In one of the many parts of The Hunchback of Notre-Dame not talking about cathedrals and gypsies, Victor Hugo says "The invention of printing was the greatest event in history. It was the parent revolution; it was the fundamental change in mankind's mode of expression, . . . When put into print, thought is more imperishable than ever; it is volatile, intangible, indestructible; it mingles with the air." The power of transcribed thought was then seen as a much of a danger to the way that things should be as was the industrial revolution years later. All too often people have tried to suppress this power by banning or burning books. In the long, and usually even short run, this is futile - burning a book does not destroy the thoughts within. Note that this power can reflect both the good and the evil in the heart of the writer.
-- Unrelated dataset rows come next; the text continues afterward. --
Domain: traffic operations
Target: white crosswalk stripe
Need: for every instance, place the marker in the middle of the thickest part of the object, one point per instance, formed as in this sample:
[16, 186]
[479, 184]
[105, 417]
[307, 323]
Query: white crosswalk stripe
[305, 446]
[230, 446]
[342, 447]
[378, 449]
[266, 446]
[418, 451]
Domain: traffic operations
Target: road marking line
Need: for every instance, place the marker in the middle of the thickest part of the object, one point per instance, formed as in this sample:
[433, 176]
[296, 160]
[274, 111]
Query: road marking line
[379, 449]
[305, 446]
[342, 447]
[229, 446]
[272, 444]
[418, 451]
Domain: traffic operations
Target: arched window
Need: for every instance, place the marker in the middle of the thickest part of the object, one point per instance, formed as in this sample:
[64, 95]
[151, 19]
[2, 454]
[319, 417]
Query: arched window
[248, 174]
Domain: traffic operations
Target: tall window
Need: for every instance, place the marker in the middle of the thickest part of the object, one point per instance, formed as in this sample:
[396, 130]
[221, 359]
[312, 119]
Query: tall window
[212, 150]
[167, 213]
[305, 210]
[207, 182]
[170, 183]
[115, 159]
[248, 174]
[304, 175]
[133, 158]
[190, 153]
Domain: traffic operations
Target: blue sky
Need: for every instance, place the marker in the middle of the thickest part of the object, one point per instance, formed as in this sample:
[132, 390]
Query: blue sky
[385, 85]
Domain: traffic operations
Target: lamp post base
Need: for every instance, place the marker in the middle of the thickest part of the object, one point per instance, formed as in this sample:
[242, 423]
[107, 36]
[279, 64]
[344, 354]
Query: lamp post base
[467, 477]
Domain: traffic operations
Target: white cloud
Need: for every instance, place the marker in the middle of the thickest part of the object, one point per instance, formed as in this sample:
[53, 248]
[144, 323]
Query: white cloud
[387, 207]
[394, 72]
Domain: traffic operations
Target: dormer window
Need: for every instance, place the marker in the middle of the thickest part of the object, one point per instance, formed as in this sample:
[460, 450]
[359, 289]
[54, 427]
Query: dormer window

It is too early to know if the Internet is another "parent revolution". The powers that be of the 15th century feared the printing press because "A book is so quickly made, costs so little, and can go so far!" The Internet clearly does an even better job at decimating ideas. Ideas can be made quicker, for less cost and distributed faster and further than can any printed work. This has already made the Net more suspect than was printing in its day. We will see more fear and its attendant calls for the "control" of the Internet as we progress on this new revolution.

disclaimer: Harvard, with its own Gutenberg Bible and a few million other books, has shown little fear in this area, but the above mutterings are my own.